Let $f\in L^1(\mathbb{R})$. Show that $\lim_{x\to 0}\int |f(y-x) - f(y)|dy = 0$
attempted proof - Let $f\in L^1(\mathbb{R})$, then
\begin{align*} \lim_{x\to 0} \int |f(y-x) - f(y)|dy &= \lim_{x\to 0} \int |f(y) - f(x) - f(y)|dy\\ &= \lim_{x\to 0} \int |-f(x)|dy\\ &= \int |-f(0)|dy = 0 \end{align*}
I am not sure if I can simply assume $f(y-x) = f(y) - f(x)$. Any suggestions or comments are greatly appreciated.

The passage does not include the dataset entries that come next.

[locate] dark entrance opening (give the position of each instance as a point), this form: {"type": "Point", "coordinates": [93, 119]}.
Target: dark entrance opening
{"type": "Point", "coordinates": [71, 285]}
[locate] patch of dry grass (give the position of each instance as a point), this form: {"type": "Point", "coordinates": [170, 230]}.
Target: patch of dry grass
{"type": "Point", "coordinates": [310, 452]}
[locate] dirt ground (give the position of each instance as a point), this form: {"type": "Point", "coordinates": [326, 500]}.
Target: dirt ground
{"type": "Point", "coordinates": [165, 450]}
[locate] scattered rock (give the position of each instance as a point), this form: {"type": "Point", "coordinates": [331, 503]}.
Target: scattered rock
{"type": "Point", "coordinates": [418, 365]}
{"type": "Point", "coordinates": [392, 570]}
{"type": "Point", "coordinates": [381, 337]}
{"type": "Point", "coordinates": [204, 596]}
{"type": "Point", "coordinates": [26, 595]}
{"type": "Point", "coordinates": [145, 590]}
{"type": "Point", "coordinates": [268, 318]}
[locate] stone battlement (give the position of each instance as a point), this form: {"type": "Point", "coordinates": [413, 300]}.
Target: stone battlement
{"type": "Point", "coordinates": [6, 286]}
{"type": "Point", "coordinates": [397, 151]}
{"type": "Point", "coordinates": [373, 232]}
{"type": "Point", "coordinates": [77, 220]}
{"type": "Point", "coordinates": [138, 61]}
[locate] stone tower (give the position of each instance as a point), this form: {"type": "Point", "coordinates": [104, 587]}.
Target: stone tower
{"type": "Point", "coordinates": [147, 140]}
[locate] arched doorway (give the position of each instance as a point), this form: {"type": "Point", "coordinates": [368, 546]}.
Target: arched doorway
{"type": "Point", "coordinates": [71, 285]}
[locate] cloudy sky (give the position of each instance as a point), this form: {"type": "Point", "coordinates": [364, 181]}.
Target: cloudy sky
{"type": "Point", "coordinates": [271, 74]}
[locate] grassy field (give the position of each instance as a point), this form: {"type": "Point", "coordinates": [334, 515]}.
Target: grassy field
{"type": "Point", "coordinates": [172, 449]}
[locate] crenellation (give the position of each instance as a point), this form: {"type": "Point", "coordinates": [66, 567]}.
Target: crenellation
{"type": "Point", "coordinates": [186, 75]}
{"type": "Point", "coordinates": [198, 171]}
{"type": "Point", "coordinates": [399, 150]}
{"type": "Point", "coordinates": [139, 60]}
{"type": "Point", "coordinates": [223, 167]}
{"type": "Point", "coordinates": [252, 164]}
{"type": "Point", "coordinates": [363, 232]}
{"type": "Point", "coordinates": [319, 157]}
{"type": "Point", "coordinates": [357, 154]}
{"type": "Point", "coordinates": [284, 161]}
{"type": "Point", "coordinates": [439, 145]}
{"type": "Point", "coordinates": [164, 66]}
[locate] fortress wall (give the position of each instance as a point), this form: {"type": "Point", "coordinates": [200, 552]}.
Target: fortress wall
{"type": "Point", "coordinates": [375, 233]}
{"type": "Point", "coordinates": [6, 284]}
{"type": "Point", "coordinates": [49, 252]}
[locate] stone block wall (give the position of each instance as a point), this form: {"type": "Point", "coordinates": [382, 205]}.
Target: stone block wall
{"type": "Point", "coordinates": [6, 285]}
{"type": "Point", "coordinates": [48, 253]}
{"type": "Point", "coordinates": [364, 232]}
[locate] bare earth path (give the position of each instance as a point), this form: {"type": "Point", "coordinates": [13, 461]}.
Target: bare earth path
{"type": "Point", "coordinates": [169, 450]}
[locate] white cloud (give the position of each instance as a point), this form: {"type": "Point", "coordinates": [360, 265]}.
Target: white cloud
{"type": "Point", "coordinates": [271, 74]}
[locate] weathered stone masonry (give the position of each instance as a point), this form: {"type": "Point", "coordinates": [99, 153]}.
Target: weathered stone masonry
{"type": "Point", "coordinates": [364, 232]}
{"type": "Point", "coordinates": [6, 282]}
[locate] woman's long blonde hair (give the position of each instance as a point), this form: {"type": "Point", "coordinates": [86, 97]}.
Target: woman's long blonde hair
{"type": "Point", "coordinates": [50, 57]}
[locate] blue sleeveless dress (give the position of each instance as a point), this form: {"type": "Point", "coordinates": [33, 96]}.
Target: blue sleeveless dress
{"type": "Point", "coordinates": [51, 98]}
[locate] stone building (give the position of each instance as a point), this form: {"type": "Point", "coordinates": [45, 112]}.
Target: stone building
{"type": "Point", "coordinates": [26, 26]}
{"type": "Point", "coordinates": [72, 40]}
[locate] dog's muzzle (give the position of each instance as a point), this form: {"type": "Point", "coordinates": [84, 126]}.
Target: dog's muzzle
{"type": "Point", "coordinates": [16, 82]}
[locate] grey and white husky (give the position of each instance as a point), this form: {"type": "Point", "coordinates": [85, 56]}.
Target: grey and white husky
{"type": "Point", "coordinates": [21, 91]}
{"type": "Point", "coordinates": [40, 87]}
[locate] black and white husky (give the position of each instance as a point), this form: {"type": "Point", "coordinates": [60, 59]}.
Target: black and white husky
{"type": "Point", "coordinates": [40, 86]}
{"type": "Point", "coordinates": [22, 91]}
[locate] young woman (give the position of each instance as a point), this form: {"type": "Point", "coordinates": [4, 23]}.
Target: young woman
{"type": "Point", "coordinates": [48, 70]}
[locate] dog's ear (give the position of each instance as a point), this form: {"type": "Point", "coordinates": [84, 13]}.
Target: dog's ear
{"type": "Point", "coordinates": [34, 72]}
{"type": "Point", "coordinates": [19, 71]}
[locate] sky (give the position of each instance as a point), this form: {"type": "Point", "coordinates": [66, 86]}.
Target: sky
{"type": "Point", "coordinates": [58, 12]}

It is not a valid proof because $f(y - x)$ need not equal $f(y) - f(x)$. To prove the result, first deal with the case when $f$ is a continuous function with compact support, since $C_c(\Bbb R)$ is dense in $L^1(\Bbb R)$.
Suppose $f\in C_c(\Bbb R)$. Let $a > 0$ such that $\operatorname{supp}(f) \subset [-a,a]$. Since $f$ is uniformly continuous, given $\epsilon > 0$ there corresponds $\delta$ with $0 < \delta < a$ such that for all $s, t\in \Bbb R$, $\lvert s - t\rvert < \delta$ implies $\lvert f(s) - f(t)\rvert < \frac{\epsilon}{3a}$. If $\lvert x \rvert < \delta$, then for all $y\in \Bbb R$, $\lvert f(y - x) - f(y)\rvert < \frac{\epsilon}{3a}$. Hence
$$\int \lvert f(y - x) - f(y)\rvert\, dy = \int_{[x-a,x+a]\cup[-a,a]} \lvert f(y - x) - f(y)\rvert\, dy < \frac{\epsilon}{3a}(2a + \delta) <\epsilon.$$
Since $\epsilon$ was arbitrary, the result is proved for continuous functions with compact support. Now prove the general case.